Чурай думал немного и отвечал:
— Наверно, времена года сравнивают с годами жизни женщины. Весна — молодость, лето — зрелость, осень…
— Значит, у меня наступило бабье лето! — смеялась Сююн звонко. — Ты, мужчина смотришь на мир со своего медресе. А я думаю так — урожай собирают русские в это время. И женщины занимаются заготовкой на зиму. Знаешь ведь, какие лютые зимы в Московии?
Пара птиц носилась над водой, окуная крылья в её плоть, словно прощаясь, и улетали совсем. Сююн провожала их взглядом и спрашивала Чурая:
— Батыр, у русских всегда одна жена. Вот их святые муромские Пётр и Феврония были такими однолюбыми, что даже умерли в один день. А я у Сафы была пятой.

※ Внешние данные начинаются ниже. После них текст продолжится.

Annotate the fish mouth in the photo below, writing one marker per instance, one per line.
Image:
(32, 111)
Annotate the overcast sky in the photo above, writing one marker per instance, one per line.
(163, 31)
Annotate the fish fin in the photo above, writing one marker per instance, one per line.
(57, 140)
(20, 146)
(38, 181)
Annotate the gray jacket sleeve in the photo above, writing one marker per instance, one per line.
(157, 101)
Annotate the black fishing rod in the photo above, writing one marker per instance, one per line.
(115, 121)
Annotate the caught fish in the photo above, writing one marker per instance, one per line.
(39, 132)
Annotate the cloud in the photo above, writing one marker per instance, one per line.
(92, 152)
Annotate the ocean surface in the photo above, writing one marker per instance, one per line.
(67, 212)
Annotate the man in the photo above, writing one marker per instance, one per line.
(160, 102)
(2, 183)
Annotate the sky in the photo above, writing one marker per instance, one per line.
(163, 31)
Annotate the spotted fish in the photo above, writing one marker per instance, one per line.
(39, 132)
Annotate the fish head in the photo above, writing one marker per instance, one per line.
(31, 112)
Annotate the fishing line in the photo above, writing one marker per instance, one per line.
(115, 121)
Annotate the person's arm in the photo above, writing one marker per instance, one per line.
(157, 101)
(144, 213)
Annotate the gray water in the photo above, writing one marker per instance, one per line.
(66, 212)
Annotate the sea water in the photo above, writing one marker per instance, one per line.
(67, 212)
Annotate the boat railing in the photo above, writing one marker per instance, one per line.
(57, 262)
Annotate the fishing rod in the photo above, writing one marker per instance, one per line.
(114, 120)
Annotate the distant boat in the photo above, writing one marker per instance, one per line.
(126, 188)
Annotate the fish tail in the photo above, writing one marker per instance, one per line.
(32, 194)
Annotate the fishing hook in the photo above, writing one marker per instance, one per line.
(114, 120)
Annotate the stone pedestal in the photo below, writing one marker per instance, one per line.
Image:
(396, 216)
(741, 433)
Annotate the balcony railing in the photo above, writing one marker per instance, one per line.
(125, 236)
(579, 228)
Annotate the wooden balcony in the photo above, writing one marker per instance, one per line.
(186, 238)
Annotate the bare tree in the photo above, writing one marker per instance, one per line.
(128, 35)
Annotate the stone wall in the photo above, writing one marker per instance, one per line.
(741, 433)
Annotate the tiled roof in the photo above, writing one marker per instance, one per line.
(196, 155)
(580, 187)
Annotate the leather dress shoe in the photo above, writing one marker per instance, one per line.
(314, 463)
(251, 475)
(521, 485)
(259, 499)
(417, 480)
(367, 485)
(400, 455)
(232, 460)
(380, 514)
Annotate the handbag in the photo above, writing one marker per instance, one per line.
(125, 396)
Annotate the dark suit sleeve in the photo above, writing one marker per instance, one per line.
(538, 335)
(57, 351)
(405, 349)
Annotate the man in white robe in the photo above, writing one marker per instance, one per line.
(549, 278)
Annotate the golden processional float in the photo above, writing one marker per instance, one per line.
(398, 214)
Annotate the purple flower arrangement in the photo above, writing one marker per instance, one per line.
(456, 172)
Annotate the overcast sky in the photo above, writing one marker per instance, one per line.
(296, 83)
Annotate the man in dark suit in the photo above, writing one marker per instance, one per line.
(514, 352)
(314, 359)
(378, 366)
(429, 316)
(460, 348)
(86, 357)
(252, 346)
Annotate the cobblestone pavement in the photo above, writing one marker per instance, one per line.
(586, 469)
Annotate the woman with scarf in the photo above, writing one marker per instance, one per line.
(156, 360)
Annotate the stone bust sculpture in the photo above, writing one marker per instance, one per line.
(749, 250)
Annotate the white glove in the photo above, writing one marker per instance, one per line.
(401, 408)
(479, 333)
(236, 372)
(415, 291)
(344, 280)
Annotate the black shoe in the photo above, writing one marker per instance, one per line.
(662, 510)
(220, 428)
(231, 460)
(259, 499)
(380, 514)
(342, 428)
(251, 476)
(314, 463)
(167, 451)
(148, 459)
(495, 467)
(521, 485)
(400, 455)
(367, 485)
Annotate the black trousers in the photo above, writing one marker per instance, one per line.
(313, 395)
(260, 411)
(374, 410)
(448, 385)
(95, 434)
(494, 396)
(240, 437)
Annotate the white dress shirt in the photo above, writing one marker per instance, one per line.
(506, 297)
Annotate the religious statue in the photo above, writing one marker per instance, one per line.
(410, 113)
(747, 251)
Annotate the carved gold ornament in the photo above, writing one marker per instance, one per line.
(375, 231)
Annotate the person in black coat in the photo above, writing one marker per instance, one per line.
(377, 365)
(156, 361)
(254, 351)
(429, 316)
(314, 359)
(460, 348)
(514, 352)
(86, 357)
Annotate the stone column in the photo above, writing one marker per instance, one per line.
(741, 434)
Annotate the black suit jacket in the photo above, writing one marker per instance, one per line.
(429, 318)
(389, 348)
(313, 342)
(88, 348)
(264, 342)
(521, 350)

Как ты думаешь, это правильно?
— Коран допускает много жён, но ограничивает количество жён четырьмя при их равноправии и справедливого к ним отношения и… — вспоминал Чурай.
— А как ты сам думаешь? — прерывала его Сююн.
— Я думаю, что у мужчины должно быть столько жен, сколько он может зачать детей.
Сююн заливалась смехом.
— А поэтичней нельзя сказать? — спрашивала она.
Чурай кашлял в кулак, краснел, уже стыдясь своих слов.
— Ну, может, сколько звёзд на небе, — отвечал.
— А у меня было два мужа Джан Али, которого я не любила и Сафа Гирей, и чуть было не случился этот старый братец Джана Шах Али.
— Жили бы сейчас в Касимове, как подобает царице, а не в этой вильской дыре, — предполагал Чурай.
— Ты что! — поднимала красивые брови Сююн. — Здесь мне нравится! Посмотри же какая природа — лес, речка… Лучше жить в сотворенной Всевышним райском первозданном мире, чем в золотой клетке с ненавистным мужем. Жить и не знать ничего, потому что во многих знаниях много печали… А что, есть ли новости в мире? — всё-таки спрашивала любопытная Сююн.
— Крымский хан желает пойти на Рязань. Это хорошая новость? — отвечал Чурай.
— Это к беде. Всё?
— В Москве царь Иоанн чудит — бояр бьёт, земли отнимает. Разделил страну на особую и земскую и…
— А здесь в Виле какая теперь земля?
— Здесь земская, госпожа.
— Тоже к беде. Еще что?
Чурай молчал, не зная как сказать.
— Есть ещё что? — она улыбалась, совсем не ожидая плохого.
Наконец, храбрый воин решался.
— Есть, госпожа, — и сердце билось его.
— Что? — она уже волновалась.
— Утямиш… умер.
— Нет! — воскричала она и весь лес, казалось, воскрикнул с ней и заплакал с ней вместе внезапно хлынувшим дождём холодным. — Его убили, — в рыданиях горестных говорила она, закрыв ладонями лицо. — Царь Иоанн и убил!
Сююн вскакивала быстро и босой бежала в чащу лесную, средь берёз белых, как путы казавшиеся ей теперь. И слёзы застилали глаза, и деревья сливались в одну большую стену русской неволи. И сердце уже успокоенное годами, смиренное, что так надо, так лучше ему Утямишу, так спокойней и ей, что будет жив, хотя бы в этой ненавистной Москве взрывалось горем и ненавистью. И память уже стёрала лицо сына, и память устала вызволять его в глазах матери.